Ella inhaló profundamente, manteniendo una compostura que casi admiré. Y con un toque de ironía en su voz, me preguntó:

—¿Y cuál es su propuesta?

La mirada que me lanzó era desafiante, pero detrás de esa fachada de indiferencia, podía sentir su incertidumbre. Sabía que lo que estaba por decir cambiaría todo.

—Debes pagarme la deuda

—¡Eso lo se! —espetó furiosa —pero, la pregunta es ¿Cómo puedo pagarla?

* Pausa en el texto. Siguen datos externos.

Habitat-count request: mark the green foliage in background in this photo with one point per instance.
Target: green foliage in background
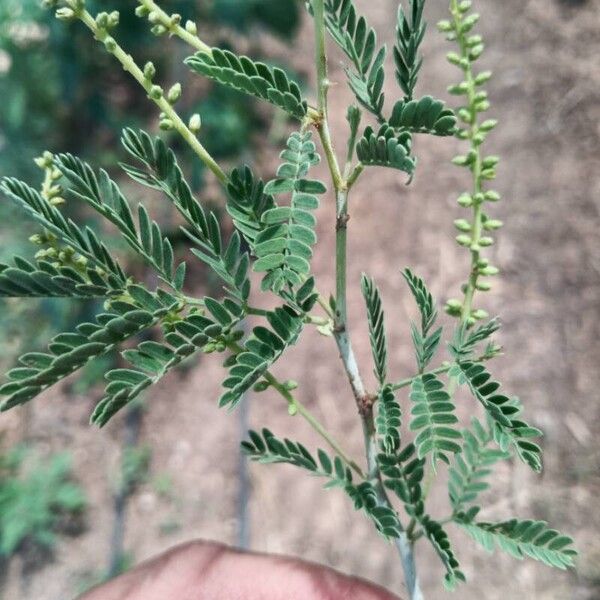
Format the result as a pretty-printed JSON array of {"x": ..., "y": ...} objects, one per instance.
[
  {"x": 410, "y": 438},
  {"x": 35, "y": 497}
]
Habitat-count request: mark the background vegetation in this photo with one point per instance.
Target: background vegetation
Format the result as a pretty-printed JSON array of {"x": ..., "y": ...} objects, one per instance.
[{"x": 551, "y": 259}]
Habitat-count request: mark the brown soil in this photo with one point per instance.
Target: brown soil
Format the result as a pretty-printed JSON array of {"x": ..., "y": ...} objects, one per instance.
[{"x": 546, "y": 95}]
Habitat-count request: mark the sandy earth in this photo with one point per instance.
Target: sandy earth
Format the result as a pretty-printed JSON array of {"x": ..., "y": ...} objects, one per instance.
[{"x": 546, "y": 95}]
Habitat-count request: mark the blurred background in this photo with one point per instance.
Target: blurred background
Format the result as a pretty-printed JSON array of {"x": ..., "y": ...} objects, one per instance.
[{"x": 78, "y": 506}]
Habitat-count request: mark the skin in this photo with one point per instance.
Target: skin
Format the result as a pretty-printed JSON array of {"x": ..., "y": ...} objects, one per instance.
[{"x": 203, "y": 571}]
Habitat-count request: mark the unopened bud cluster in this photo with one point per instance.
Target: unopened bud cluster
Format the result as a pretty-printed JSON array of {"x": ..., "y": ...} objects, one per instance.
[
  {"x": 51, "y": 191},
  {"x": 473, "y": 234}
]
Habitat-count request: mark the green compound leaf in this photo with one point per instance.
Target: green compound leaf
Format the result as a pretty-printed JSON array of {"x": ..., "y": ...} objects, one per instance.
[
  {"x": 426, "y": 115},
  {"x": 358, "y": 41},
  {"x": 255, "y": 78},
  {"x": 433, "y": 417},
  {"x": 261, "y": 350},
  {"x": 84, "y": 241},
  {"x": 68, "y": 352},
  {"x": 284, "y": 247},
  {"x": 376, "y": 327},
  {"x": 440, "y": 541},
  {"x": 504, "y": 412},
  {"x": 104, "y": 196},
  {"x": 424, "y": 342},
  {"x": 162, "y": 172},
  {"x": 247, "y": 202},
  {"x": 466, "y": 339},
  {"x": 386, "y": 148},
  {"x": 388, "y": 420},
  {"x": 521, "y": 539},
  {"x": 410, "y": 31},
  {"x": 403, "y": 474},
  {"x": 472, "y": 466},
  {"x": 154, "y": 360}
]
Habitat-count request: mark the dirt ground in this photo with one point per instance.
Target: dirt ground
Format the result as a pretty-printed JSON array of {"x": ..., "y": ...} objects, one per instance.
[{"x": 546, "y": 94}]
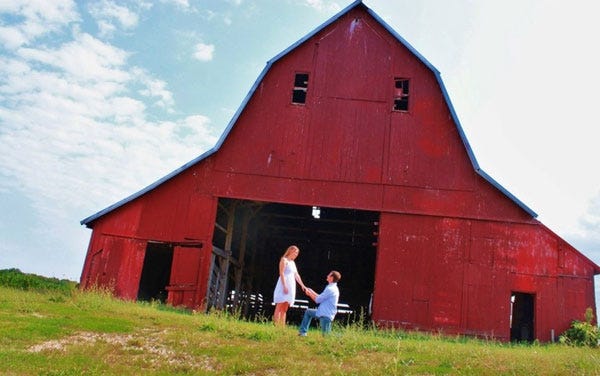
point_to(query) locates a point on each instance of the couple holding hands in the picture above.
(285, 294)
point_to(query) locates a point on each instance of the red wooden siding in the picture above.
(452, 248)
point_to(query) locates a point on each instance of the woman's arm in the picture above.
(299, 280)
(281, 275)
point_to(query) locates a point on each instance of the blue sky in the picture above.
(99, 99)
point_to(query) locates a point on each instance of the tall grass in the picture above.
(46, 332)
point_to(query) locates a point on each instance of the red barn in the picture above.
(348, 146)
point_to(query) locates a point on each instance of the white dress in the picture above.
(289, 273)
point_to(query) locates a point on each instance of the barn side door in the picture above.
(216, 296)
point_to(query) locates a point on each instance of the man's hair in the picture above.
(336, 275)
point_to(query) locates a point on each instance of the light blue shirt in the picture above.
(327, 301)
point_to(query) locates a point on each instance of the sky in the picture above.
(99, 99)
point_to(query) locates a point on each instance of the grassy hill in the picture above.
(51, 328)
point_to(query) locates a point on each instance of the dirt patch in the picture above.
(148, 344)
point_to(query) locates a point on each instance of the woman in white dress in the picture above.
(285, 290)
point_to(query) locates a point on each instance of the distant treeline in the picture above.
(14, 278)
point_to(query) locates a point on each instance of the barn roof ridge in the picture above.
(259, 79)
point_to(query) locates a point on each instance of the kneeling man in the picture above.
(327, 305)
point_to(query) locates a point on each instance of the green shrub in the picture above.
(582, 333)
(14, 278)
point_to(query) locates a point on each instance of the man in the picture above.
(327, 305)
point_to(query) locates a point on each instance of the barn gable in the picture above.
(348, 146)
(290, 134)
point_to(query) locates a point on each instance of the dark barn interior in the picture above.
(253, 236)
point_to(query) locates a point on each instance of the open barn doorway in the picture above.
(250, 237)
(156, 272)
(522, 317)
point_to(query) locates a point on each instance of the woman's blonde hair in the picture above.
(290, 249)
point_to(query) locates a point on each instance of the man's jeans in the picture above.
(310, 314)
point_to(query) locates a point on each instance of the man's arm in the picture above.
(311, 294)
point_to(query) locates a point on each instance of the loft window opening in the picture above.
(401, 86)
(300, 88)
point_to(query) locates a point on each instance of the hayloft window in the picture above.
(401, 94)
(300, 87)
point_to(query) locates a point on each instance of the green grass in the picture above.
(56, 332)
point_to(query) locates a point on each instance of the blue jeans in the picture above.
(310, 314)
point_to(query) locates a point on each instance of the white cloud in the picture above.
(323, 5)
(183, 4)
(38, 18)
(204, 52)
(74, 131)
(110, 16)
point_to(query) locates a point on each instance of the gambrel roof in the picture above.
(216, 147)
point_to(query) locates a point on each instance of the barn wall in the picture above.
(452, 246)
(458, 275)
(175, 213)
(345, 146)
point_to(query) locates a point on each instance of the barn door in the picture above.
(221, 256)
(217, 285)
(522, 318)
(156, 272)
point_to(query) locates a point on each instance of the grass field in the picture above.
(55, 331)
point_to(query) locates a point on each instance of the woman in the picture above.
(285, 290)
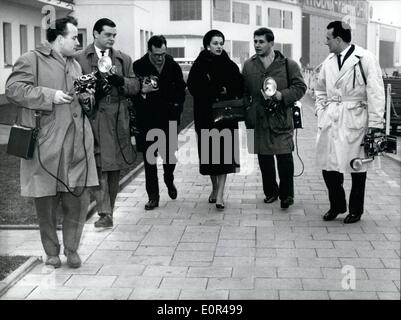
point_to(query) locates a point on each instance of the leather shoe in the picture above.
(286, 202)
(352, 218)
(151, 204)
(270, 199)
(73, 259)
(220, 206)
(211, 199)
(331, 215)
(53, 261)
(105, 221)
(172, 191)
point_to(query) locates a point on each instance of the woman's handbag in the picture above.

Encogí los hombros, complacido por la casualidad, y la miré con una sonrisita socarrona.

—Ya me estás pagando—mire su vientre, y ella, con sorpresa se llevó las manos en esa dirección, su rostro palideció, y me miró fijamente

—No entiendo absolutamente nada—respondió confundida mientras protegía su vientre con las manos.

—Ese hijo que estás esperando, es mío, y yo lo quiero para mi —respondí con firmeza, sonriendo friamente.